Salvatemi da supplizi del genere, vi prego! In questi casi, ci metto giornate intere per tirar fuori sì e no una decina di pagine. Che incapace.
Avete consigli per questo tallone d'Achille? O volete scrivere questi pezzi per me? No, scherzavo, i miei personaggi moribondi non si toccano, sciò!
Che dire del punto di forza, invece?
Beh, la cosa più importante nei dialoghi, almeno secondo il mio personalissimo giudizio, è diversificarli. Mi spiego.
A volte leggo dialoghi di personaggi che, se estrapolati dal contesto, non dicono un bel niente. Far parlare il contadino alla stesso modo del re, è una cosa che ho sempre trovato destabilizzante. Quando scrivo, cerco di dare corpo ad ogni singolo personaggio, persino la comparsa che sparirà nel giro di tre righe. Mi rendo conto che spiegarlo lo faccia apparire molto più complicato di quanto sembri, perciò userò un esempio.

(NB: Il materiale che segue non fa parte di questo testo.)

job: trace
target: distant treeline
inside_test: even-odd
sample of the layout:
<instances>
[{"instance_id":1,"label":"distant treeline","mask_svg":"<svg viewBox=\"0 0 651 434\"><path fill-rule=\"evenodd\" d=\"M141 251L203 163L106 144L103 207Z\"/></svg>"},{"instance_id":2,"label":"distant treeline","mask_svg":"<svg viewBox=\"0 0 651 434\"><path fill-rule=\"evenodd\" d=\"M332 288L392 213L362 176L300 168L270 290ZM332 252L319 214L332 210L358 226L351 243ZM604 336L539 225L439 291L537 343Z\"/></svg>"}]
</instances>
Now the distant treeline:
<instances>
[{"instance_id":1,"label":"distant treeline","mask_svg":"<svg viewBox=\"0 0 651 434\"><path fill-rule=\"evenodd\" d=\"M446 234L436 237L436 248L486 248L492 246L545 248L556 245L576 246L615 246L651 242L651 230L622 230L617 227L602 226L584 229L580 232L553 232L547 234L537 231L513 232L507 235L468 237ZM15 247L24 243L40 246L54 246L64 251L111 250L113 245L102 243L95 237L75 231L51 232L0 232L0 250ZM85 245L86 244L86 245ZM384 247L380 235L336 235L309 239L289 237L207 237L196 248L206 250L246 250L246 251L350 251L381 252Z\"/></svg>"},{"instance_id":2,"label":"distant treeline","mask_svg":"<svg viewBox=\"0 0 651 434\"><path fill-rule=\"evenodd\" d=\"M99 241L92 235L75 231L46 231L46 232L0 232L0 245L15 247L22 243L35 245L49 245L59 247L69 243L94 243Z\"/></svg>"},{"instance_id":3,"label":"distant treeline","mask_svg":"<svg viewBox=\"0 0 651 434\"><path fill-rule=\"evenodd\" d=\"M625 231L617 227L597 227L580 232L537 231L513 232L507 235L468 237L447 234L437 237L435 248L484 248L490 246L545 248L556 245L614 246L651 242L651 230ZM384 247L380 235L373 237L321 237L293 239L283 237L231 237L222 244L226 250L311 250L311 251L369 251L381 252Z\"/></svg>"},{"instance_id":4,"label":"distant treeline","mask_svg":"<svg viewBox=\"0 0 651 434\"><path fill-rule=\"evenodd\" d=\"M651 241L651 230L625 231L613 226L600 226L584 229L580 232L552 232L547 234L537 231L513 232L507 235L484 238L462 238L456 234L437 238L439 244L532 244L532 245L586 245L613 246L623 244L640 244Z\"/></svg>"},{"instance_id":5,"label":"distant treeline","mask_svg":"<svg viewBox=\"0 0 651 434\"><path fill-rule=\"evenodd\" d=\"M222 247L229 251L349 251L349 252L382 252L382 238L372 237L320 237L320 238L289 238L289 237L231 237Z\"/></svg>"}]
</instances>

— Mio signore, porto notizie dal fronte.
— Ti ascolto.
— L'impero del Nord ha ritirato le truppe, pare sia cambiato qualcosa laggiù. Parlano di uno stregone, mio signore.

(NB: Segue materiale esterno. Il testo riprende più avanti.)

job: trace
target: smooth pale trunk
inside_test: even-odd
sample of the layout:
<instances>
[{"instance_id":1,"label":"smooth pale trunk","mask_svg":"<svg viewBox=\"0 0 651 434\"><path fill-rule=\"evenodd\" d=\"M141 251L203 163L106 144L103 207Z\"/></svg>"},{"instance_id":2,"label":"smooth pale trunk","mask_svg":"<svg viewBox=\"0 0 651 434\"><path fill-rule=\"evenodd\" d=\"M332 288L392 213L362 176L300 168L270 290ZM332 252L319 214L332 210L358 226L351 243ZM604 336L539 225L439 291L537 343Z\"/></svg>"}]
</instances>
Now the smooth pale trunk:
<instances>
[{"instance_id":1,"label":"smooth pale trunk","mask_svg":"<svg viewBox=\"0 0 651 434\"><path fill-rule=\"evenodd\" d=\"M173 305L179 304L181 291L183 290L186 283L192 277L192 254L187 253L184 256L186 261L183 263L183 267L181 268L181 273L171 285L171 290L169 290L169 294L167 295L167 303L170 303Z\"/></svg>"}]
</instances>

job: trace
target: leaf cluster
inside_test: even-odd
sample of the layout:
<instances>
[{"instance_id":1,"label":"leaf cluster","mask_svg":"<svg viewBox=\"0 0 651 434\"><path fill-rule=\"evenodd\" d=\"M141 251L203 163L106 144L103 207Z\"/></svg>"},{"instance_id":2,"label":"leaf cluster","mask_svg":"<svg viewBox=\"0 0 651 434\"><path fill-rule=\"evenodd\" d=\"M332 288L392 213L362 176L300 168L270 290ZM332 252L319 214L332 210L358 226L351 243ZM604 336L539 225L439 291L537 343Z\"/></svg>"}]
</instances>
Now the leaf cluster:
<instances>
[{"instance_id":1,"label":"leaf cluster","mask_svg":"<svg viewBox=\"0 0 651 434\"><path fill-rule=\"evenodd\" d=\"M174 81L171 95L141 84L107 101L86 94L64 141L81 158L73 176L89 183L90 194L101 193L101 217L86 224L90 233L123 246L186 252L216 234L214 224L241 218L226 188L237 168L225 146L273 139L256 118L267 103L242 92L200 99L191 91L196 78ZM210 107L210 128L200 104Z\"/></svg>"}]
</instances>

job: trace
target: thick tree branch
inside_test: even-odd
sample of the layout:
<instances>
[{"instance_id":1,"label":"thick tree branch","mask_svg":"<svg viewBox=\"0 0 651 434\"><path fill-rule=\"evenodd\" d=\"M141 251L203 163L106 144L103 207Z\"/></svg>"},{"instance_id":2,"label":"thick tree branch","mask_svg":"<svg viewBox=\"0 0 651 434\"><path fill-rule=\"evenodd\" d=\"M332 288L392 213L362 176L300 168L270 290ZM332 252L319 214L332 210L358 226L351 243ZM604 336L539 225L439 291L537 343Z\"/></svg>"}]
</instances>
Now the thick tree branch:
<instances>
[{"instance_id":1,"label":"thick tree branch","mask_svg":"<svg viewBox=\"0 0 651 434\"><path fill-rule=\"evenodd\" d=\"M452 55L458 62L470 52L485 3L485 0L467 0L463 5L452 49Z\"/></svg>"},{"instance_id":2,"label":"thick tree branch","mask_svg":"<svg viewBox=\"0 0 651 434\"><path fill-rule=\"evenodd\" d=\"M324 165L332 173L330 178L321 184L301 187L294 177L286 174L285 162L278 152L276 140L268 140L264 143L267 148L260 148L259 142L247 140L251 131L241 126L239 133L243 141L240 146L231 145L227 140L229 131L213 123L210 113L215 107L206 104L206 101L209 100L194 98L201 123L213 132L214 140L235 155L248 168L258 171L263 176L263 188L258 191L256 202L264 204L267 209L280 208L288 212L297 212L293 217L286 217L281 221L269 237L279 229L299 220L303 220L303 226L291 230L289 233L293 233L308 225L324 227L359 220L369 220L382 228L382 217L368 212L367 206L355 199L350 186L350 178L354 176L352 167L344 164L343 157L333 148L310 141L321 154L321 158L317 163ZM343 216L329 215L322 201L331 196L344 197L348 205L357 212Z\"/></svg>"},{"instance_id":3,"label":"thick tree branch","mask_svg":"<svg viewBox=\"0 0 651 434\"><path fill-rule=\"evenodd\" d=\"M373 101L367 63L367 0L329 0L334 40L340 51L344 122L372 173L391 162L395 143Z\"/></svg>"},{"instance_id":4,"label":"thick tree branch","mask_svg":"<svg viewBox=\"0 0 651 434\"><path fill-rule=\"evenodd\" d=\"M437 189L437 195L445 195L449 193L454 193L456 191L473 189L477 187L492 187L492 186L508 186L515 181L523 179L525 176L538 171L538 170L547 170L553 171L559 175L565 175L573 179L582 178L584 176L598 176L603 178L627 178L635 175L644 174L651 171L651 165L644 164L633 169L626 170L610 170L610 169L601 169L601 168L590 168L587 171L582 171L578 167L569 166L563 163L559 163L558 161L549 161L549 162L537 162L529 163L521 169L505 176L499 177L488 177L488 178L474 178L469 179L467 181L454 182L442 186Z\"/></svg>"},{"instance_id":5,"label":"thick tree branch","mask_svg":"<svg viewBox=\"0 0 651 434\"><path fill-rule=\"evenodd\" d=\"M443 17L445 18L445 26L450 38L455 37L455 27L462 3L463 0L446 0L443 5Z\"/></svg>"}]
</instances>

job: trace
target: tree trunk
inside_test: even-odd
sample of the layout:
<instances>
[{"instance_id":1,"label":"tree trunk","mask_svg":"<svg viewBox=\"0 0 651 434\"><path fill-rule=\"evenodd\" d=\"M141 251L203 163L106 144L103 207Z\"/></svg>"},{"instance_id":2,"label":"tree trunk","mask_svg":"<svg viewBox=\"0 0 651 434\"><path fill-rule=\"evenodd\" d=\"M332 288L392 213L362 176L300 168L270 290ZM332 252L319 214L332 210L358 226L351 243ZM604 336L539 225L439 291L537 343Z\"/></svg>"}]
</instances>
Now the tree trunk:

— Uno stregone? Ad Everdal? Chi è stato a riferirtelo?
— Madame Elanie, signore. Richiede la vostra presenza nella tenda del consiglio.
Due personaggi. Nessun nome. Chi sono? Quali sono i loro ruoli? Riuscite a visualizzarli anche senza una descrizione o una narrazione di contorno?

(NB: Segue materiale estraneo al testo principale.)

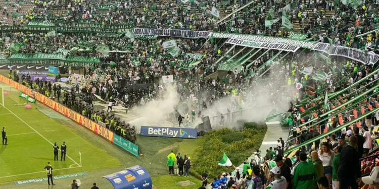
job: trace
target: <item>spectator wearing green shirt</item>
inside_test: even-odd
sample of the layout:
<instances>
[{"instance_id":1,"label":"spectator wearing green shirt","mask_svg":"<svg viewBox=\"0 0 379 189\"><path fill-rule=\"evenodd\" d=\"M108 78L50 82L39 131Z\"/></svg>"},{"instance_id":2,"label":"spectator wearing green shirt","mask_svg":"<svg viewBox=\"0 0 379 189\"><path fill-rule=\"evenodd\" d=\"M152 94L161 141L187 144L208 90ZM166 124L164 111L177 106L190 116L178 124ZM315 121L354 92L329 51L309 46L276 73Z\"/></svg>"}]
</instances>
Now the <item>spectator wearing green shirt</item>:
<instances>
[{"instance_id":1,"label":"spectator wearing green shirt","mask_svg":"<svg viewBox=\"0 0 379 189\"><path fill-rule=\"evenodd\" d=\"M331 168L333 168L331 184L333 188L340 188L340 181L339 181L337 172L338 171L338 168L340 167L340 163L341 163L341 152L342 150L342 146L338 146L333 149L334 152L336 153L331 163Z\"/></svg>"},{"instance_id":2,"label":"spectator wearing green shirt","mask_svg":"<svg viewBox=\"0 0 379 189\"><path fill-rule=\"evenodd\" d=\"M244 162L244 169L242 170L242 177L245 178L248 171L248 169L251 169L250 164L247 162Z\"/></svg>"},{"instance_id":3,"label":"spectator wearing green shirt","mask_svg":"<svg viewBox=\"0 0 379 189\"><path fill-rule=\"evenodd\" d=\"M168 158L167 166L168 167L169 174L171 175L171 173L172 173L172 175L174 175L174 160L172 159L172 157L171 156L169 156Z\"/></svg>"},{"instance_id":4,"label":"spectator wearing green shirt","mask_svg":"<svg viewBox=\"0 0 379 189\"><path fill-rule=\"evenodd\" d=\"M307 154L300 152L299 154L300 163L296 166L294 174L294 189L314 188L317 177L314 166L307 162Z\"/></svg>"},{"instance_id":5,"label":"spectator wearing green shirt","mask_svg":"<svg viewBox=\"0 0 379 189\"><path fill-rule=\"evenodd\" d=\"M272 150L272 147L270 147L270 155L271 155L270 159L274 159L275 156L276 156L276 153L275 153L275 151L273 150Z\"/></svg>"},{"instance_id":6,"label":"spectator wearing green shirt","mask_svg":"<svg viewBox=\"0 0 379 189\"><path fill-rule=\"evenodd\" d=\"M317 172L317 177L318 178L324 175L324 168L322 167L322 161L318 157L318 154L317 152L314 151L311 152L311 157L312 158L312 161L314 168L316 168L316 170Z\"/></svg>"}]
</instances>

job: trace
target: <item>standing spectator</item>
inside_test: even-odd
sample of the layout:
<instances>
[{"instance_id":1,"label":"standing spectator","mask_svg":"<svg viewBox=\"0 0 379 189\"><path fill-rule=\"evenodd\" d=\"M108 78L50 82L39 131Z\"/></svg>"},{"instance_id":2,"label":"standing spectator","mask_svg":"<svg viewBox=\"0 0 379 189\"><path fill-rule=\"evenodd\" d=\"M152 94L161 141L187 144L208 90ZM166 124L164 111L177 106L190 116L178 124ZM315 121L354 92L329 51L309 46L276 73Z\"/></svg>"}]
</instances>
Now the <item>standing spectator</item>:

Ecco ciò che intendo. Un soldato darà del voi al suo comandante, ma il comandante a sua volta sarà autorizzato a trattarlo in maniera molto meno attenta (chiaramente parliamo del mio esempio, poi le cose cambiano da storia a storia). E' ovvio che nel fantasy questa cosa sia ancora più enfatizzata, ma funziona anche in un dialogo più attuale.
Riguardo questo, mi permetto di suggerirvi una cosa. C'è una scrittrice che usa i dialoghi in maniera sublime e da quando l'ho scoperta me ne sono innamorata:
Cassandra Clare. Aldilà del fatto che adoro le sue saghe, obiettivamente è un genio in questo campo (e in moltissimi altri). Potrei estrapolare una qualunque battuta e saprei chi è stato a pronunciarla.
Non scrive fantasy (almeno per quanto ne so io), ma poco importa.
Ricapitolando.
Punto forza: i dialoghi. Nel senso che mi piace da impazzire scriverli, ovviamente. Poi magari il mio giudizio è completamente sballato e sono un'incapace, chi lo sa. L'importante è mettere passione in quello che si fa, nonostante tutto. Ed io ne ho anche troppa. Se mi pagassero un euro a litro/chilo/metro cubo (come si misura la passione?), sarei ricca.
Per finire, voglio regalarvi un piccolo stralcio proveniente dal Gioco di Ruolo by Forum a cui partecipo da quando avevo sedici anni e che ha contribuito a far crescere tutte queste idee che mi frullano nella testolina. Farina del mio sacco, insomma.
Come prima, posterò il tutto senza narrazione.
— Sai, un ragazzo che conosco possiede un falco.
Osservandolo volare libero nel cielo, ho sognato spesso di poterlo seguire, di poter schiudere le ali e fuggire via da ciò che mi teneva inchiodata a terra. Poi ripensavo alle persone che mi erano accanto e cambiavo idea. Non avrei mai potuto lasciarli, erano tutto ciò che avevo e ciò che desideravo dalla vita. [...] Adesso, però, le cose sono cambiate. Probabilmente non li avrò più al mio fianco dopo quello che ho fatto. Li ho delusi. Li ho delusi tutti.
— Coloro di cui parli... Percepisco nelle tue parole un forte legame.
Se davvero sono quello che dici, se davvero sono stati il tuo motivo per rimanere, allora non devi temere. Rivedrai le ali di quel falco e sarà come una volta. Tornerai a casa.
Al prossimo aggiornamento, draghetti!